All the statistical analyses were performed using PASW Statistics, version 17.0 (SPSS, Inc., Chicago, IL, USA). Pearson’s correlation coefficient (R) was used to assess whether a relationship was present between continuous variables. A receiver operating characteristic (ROC) curve of the CAT scores was generated for mMRC scores of 1 and 2. Youden’s index was used to find cutoff point for best combination of sensitivity and specificity. A concordance analysis by a measure of Cohen’s kappa (κ) was applied to quantify the association between the frequencies of patients categorized into GOLD groups A–D using the following symptom cutoff points: CAT score of ≥10 versus mMRC score of ≥1, CAT score of ≥10 versus mMRC score of ≥2, CAT score of ≥15 versus mMRC score of ≥1, and CAT score of ≥15 versus mMRC score of ≥2, respectively. A κ-coefficient was calculated (a value of 1 indicates perfect agreement). P-values of <0.05 were considered to indicate statistical significance. Data are expressed as means ± standard deviation (SD).

Results

Patients

The baseline characteristics of the 790 enrolled patients with COPD are described in Table 1. Their mean age was 71.1±7.8 years, and 90.8% of the patients were male. Most of the patients (96.2%) were current or ex-smokers. The mean FEV₁ (%) was 55.7±16.7%, and the majority of patients were in GOLD stage 2 or 3.

Table 1 Baseline characteristics of patients (n=790) Abbreviations: SD, standard deviation; pBD, post-bronchodilator; FVC, forced vital capacity; FEV1, forced expiratory volume in 1 second; GOLD, Global Initiative for Chronic Obstructive Lung Disease; CAT, COPD assessment test; mMRC, modified Medical Research Council; SGRQ-C, St George’s Respiratory Questionnaire for COPD patients.

Correlation among CAT, mMRC, and SGRQ-C

There was a significant correlation between the CAT and mMRC scores (P<0.01). However, the correlation was not strong (R=0.49). There was wide variation in the CAT scores among patients with the same mMRC score. For example, the minimum and maximum CAT scores were 0 and 34, respectively, in patients with an mMRC score of 0. Similarly, the minimum and maximum CAT scores were 11 and 40, respectively, in patients with an mMRC score of 4. On the other hand, the CAT score was more strongly correlated with the SGRQ-C score (R=0.74, P<0.01; Figure 1).
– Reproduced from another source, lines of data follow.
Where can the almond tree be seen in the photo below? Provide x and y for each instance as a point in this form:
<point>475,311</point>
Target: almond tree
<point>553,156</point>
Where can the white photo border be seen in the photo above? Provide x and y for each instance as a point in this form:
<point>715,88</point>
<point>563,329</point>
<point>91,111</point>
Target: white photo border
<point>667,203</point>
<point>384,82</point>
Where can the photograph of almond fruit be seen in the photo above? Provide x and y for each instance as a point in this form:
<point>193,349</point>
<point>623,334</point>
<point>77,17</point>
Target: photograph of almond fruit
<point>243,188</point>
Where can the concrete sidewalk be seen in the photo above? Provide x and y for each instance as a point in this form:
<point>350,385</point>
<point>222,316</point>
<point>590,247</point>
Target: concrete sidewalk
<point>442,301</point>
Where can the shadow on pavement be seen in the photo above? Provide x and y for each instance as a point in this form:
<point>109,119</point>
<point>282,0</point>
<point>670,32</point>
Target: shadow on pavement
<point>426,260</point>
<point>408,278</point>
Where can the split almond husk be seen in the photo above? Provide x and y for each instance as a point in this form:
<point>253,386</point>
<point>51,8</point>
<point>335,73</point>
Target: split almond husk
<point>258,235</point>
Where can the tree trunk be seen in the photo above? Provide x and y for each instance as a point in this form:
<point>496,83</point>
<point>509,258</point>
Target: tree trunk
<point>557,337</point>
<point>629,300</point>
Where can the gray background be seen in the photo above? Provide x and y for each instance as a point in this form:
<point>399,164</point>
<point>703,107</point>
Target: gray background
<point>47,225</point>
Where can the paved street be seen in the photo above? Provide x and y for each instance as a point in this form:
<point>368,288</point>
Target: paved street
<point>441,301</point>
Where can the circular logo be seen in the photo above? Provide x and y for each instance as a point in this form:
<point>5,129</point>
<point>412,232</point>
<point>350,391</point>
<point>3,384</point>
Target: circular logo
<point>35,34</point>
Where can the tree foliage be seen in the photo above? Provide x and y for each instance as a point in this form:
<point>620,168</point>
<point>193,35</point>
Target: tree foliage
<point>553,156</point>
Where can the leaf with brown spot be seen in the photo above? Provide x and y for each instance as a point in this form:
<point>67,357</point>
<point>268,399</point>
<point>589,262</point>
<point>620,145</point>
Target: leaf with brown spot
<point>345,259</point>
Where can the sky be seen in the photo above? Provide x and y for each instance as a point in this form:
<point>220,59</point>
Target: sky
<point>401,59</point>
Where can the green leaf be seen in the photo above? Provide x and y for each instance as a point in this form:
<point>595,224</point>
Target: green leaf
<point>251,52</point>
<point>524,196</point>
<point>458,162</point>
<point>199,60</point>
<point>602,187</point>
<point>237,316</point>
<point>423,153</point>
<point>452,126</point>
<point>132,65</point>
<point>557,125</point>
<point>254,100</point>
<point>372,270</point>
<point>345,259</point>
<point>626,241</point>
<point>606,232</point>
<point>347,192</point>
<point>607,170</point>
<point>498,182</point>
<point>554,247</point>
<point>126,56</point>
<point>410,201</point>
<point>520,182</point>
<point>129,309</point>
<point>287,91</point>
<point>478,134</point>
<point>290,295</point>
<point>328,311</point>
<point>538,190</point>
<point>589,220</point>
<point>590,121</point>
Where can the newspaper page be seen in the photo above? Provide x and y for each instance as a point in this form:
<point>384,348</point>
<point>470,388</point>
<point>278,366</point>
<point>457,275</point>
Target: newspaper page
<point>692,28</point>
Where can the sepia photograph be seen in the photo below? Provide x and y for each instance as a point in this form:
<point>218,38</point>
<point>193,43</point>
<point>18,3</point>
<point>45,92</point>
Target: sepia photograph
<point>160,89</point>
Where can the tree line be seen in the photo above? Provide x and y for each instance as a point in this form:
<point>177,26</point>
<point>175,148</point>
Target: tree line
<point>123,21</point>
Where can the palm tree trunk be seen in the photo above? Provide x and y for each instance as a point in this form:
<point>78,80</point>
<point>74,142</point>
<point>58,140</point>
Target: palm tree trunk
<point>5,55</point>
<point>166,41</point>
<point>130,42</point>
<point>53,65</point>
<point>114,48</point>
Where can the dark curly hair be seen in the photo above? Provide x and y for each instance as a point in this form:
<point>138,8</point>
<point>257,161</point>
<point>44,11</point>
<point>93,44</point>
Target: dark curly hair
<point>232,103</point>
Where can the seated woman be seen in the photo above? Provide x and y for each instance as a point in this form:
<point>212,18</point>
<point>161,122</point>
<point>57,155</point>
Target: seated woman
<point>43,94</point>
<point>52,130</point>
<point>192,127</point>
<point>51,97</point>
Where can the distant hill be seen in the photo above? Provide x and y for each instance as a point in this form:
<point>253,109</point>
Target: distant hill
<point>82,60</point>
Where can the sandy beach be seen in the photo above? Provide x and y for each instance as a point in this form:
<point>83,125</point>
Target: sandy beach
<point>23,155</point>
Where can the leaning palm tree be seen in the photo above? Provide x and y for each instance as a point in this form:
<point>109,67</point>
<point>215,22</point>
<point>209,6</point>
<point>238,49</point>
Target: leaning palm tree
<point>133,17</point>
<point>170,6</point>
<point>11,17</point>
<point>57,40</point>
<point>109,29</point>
A histogram of CAT scores according to mMRC score also showed wide variation in the CAT score in each mMRC group (Figure 2).

Figure 1 Correlation between CAT and other scores. Notes: (A) Correlation between CAT and mMRC scores. Although there was a significant correlation between the CAT and mMRC scores, the correlation was not strong. (B) Correlation between CAT and SGRQ-C scores. The CAT score was well correlated with the SGRQ-C score. Abbreviations: CAT, COPD assessment test; mMRC, modified Medical Research Council; SGRQ-C, St George’s Respiratory Questionnaire for COPD patients.

Figure 2 Histogram of CAT scores according to mMRC score. Note: There was a wide variation in the CAT scores in each mMRC group. Abbreviations: CAT, COPD assessment test; mMRC, modified Medical Research Council.

Cutoff CAT score for mMRC score

An ROC curve was used to identify the CAT score that was best correlated with the mMRC score. For an mMRC score of 2, a CAT score of 15 showed the maximum value of Youden’s index with a sensitivity and specificity of 0.70 and 0.66, respectively (area under the ROC curve [AUC] 0.74; 95% confidence interval [CI], 0.70–0.77; P<0.01). For an mMRC score of 1, a CAT score of 10 showed the maximum value of Youden’s index with a sensitivity and specificity of 0.77 and 0.65, respectively (AUC 0.77; 95% CI, 0.72–0.83; P<0.01; Figure 3).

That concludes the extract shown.